The obvious question: why not upgrade Canvas? Well, it got to a point where the version I was using was too old and upgrading it would have been a mess. This happens with Laravel apps. The codebase here was version 6.2 and if you’re not pretty good about updating, you’ll find that it’s just a lot of hoops to go through to bring everything up to speed. On top of that, this site didn’t need a full on web framework. Hexo is a static site builder so all this is just HTML stored on a server.
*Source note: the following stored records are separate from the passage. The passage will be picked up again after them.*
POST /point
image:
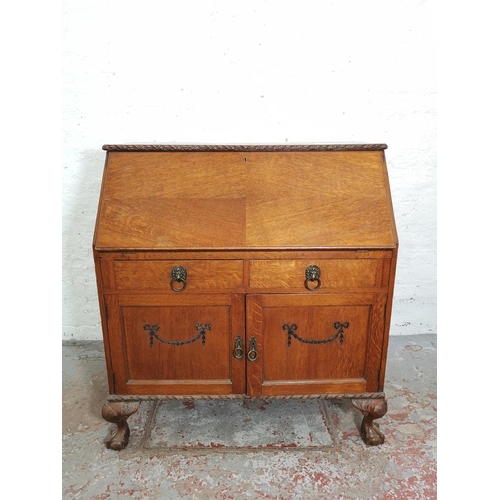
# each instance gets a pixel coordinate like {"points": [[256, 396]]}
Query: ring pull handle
{"points": [[252, 354], [312, 281], [238, 351], [179, 275]]}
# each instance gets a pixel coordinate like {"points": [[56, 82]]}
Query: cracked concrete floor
{"points": [[296, 449]]}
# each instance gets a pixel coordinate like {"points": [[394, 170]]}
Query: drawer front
{"points": [[290, 275], [200, 275]]}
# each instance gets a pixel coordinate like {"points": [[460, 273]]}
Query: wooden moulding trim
{"points": [[243, 148], [363, 395]]}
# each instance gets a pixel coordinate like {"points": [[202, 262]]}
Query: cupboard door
{"points": [[176, 345], [318, 344]]}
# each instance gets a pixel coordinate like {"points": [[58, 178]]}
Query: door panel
{"points": [[314, 344], [171, 345]]}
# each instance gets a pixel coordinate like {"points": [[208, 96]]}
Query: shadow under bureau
{"points": [[245, 272]]}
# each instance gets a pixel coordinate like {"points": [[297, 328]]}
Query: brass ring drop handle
{"points": [[312, 273], [238, 351], [252, 354], [179, 275]]}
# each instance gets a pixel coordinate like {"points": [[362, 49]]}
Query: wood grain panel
{"points": [[173, 175], [201, 275], [142, 223], [290, 274], [317, 199]]}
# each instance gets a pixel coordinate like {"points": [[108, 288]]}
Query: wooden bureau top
{"points": [[172, 197]]}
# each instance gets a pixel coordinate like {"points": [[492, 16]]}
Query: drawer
{"points": [[334, 273], [156, 275]]}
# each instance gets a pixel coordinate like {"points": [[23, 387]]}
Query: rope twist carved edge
{"points": [[243, 148], [229, 397]]}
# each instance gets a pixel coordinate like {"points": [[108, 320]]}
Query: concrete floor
{"points": [[244, 450]]}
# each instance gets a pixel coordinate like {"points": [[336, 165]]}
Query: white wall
{"points": [[251, 72]]}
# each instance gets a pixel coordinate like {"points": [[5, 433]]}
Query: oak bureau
{"points": [[245, 271]]}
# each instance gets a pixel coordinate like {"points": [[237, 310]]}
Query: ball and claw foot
{"points": [[371, 409], [117, 413]]}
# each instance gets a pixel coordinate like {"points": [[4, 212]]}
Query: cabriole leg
{"points": [[117, 413], [371, 409]]}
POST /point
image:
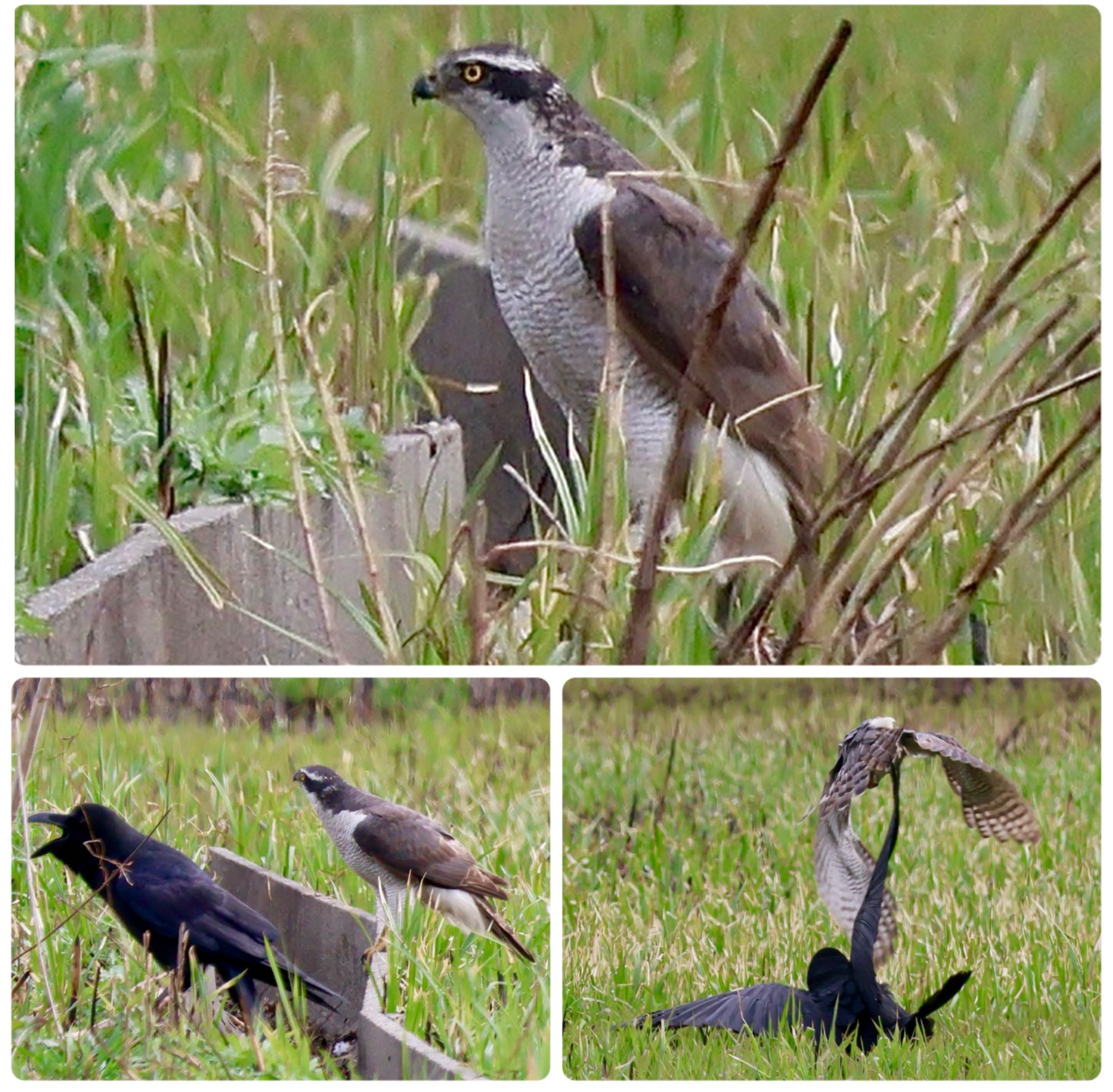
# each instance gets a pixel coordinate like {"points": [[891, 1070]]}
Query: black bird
{"points": [[155, 891], [843, 996]]}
The other question is: why Hexo? Well, … it was the first thing that looked interesting when I Googled. I tried doing this with Hugo (which has some professional benefit to me - some stuff at the place I work incorporates Hugo) but I had some sort of mental block about it so eh. (Turns out the post format is basically the same so who knows, maybe this’ll be generated by Hugo at some point.)
There are bugs. Search prob doesn’t work and I haven’t gotten around to making list pages or limiting the posts on the front page or anything. Also, I have to set up a CI pipeline for this so it publishes to somewhere. But yay no more actual script processing!